Member of Andhra Pradesh Legislative Assembly
- In office 2014.–2019
- Preceded by: Audimulapu Suresh
- Succeeded by: Audimulapu Suresh
- Constituency: Yerragondapalem
- In office 1999–2004
- Preceded by: Thavanam Chenchaiah
- Succeeded by: Dara Sambaiah
- Constituency: Santhanuthalapadu

Chairman of Prakasam Zilla Praja Parishad
- In office 1995–1999
- Succeeded by: Mukku Kasi Reddy
- Constituency: Yerragondapalem

Personal details
- Born: 7 May 1958 Mattigunta village, Naguluppalapadu, Prakasam district, Andhra Pradesh, India
- Died: 25 August 2024 (aged 66) Hyderabad, Telangana, India
- Citizenship: Indian
- Party: Telugu Desam Party
- Parent: George
- Occupation: Politician

= David Raju Palaparthi =

Indian politician (1958–2024)

 Palaparthi David Raju (7 May 1958 – 25 August 2024) was an Indian politician who was an elected member of Andhra Pradesh Legislative Assembly, representing Yerragondapalem constituency. Previously, he was elected as member from Santhanuthalapadu constituency.

== Early life ==
Palaparthi was born in Mattigunta Village of Naguluppala Padu Mandal of Prakasam district on 7 May 1958. He graduated with a Master of Arts and L.L.B. from Andhra University.

== Political career ==
His political career was started in the year 1987 as party member in Telugu Desam Party. Later, he rose to Member of Mandal Praja Parishad. After that, he was elected as Chairman to Zilla Praja Parishad.
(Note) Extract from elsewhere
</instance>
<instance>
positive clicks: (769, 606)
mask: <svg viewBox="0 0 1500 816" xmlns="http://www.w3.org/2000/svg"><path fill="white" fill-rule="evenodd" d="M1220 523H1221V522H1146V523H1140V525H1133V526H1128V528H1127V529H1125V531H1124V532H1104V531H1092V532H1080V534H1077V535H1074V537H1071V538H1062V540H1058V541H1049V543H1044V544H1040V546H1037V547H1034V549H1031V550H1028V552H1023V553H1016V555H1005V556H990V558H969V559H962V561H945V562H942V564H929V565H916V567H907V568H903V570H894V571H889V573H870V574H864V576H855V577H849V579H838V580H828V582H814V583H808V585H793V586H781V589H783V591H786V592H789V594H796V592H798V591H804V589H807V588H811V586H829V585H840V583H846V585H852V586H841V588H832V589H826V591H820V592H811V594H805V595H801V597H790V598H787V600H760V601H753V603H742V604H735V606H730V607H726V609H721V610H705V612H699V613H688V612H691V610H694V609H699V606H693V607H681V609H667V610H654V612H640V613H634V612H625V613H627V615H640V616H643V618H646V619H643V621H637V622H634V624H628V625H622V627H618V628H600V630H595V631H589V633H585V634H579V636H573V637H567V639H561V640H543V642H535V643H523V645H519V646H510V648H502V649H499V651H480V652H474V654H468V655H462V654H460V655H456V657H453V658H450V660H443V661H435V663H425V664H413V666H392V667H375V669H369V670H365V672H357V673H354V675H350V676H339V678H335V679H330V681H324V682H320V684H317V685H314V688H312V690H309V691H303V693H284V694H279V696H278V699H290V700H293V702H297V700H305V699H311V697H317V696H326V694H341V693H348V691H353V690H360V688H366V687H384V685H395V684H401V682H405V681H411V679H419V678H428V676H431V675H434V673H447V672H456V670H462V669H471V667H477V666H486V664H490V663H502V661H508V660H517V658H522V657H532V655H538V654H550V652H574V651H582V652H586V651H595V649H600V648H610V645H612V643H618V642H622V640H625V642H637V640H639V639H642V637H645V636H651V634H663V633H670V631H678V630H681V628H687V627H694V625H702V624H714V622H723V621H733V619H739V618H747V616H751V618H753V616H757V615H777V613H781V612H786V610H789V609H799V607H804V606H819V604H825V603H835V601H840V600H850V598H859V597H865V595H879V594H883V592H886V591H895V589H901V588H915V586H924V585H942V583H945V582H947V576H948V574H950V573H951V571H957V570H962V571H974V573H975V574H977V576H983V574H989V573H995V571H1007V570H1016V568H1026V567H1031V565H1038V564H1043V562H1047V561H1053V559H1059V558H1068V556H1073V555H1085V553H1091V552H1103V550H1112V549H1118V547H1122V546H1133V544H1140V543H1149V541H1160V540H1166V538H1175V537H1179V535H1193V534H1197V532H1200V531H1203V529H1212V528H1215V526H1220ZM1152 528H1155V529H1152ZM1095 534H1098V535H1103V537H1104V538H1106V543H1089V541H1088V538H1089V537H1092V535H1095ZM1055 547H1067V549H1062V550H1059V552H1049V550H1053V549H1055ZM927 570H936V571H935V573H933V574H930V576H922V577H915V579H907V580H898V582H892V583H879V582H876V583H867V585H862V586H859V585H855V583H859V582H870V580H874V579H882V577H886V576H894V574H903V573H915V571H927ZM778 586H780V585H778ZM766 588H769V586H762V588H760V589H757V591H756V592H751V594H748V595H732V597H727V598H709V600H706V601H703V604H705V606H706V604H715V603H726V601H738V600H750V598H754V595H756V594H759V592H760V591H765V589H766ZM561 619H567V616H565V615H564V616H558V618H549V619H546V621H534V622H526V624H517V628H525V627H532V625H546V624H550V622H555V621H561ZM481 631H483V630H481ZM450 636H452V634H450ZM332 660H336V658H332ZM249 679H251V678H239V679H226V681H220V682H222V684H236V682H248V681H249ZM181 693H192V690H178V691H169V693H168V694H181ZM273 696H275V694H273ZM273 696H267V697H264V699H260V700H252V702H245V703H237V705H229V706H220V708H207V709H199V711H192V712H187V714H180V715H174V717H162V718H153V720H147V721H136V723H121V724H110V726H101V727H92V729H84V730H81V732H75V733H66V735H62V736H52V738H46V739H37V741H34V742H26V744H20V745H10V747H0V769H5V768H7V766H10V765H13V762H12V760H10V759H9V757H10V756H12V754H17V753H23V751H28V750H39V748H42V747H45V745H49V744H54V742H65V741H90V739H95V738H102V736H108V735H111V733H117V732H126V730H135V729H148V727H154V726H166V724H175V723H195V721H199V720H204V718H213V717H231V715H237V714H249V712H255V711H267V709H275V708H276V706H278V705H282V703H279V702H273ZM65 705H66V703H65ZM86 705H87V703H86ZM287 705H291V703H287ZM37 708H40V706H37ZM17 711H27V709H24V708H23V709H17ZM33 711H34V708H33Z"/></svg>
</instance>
In 1999, for the first time; he was elected as Member of Andhra Pradesh Legislative Assembly from Santhanuthalapadu constituency from Telugu Desam Party. Later, he joined YSR Congress Party in 2010. In 2014, he was elected as Member of Andhra Pradesh Legislative Assembly from Yerragondapalem constituency from YSR Congress Party. He shifted to Telugu Desam Party in 2016.
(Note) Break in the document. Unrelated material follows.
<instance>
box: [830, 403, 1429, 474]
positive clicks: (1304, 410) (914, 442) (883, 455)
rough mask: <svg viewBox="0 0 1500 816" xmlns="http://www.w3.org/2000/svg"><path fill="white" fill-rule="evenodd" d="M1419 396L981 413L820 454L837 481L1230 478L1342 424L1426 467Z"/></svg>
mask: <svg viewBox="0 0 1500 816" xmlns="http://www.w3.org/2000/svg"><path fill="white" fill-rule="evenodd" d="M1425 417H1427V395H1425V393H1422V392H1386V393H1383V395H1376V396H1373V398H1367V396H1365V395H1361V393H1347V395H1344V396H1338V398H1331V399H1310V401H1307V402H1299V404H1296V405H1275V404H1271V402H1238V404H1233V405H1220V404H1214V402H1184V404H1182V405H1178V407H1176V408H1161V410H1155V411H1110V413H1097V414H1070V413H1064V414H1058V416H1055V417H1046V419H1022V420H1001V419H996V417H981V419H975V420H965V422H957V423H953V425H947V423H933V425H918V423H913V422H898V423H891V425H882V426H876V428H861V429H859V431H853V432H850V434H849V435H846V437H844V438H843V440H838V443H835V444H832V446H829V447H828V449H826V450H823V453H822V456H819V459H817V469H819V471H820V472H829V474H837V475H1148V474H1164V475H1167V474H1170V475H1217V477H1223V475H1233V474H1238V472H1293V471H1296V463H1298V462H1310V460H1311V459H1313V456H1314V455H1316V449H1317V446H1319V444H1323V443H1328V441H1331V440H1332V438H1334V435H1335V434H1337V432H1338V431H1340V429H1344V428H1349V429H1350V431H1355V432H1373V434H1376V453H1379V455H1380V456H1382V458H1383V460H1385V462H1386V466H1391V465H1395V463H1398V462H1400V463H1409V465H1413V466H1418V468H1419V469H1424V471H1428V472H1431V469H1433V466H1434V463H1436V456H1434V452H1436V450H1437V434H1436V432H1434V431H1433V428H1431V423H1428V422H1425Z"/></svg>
Elections in Political Career
| Year | Constituency | Party | Result |
|---|---|---|---|
| 1999 | Santhanuthalapadu | TDP | Won |
| 2009 | Yerragondapalem | TDP | Loss |
| 2014 | Yerragondapalem | YSRCP | Won |

== Death ==
Palaparthi died from kidney disease on 25 August 2024, at the age of 66.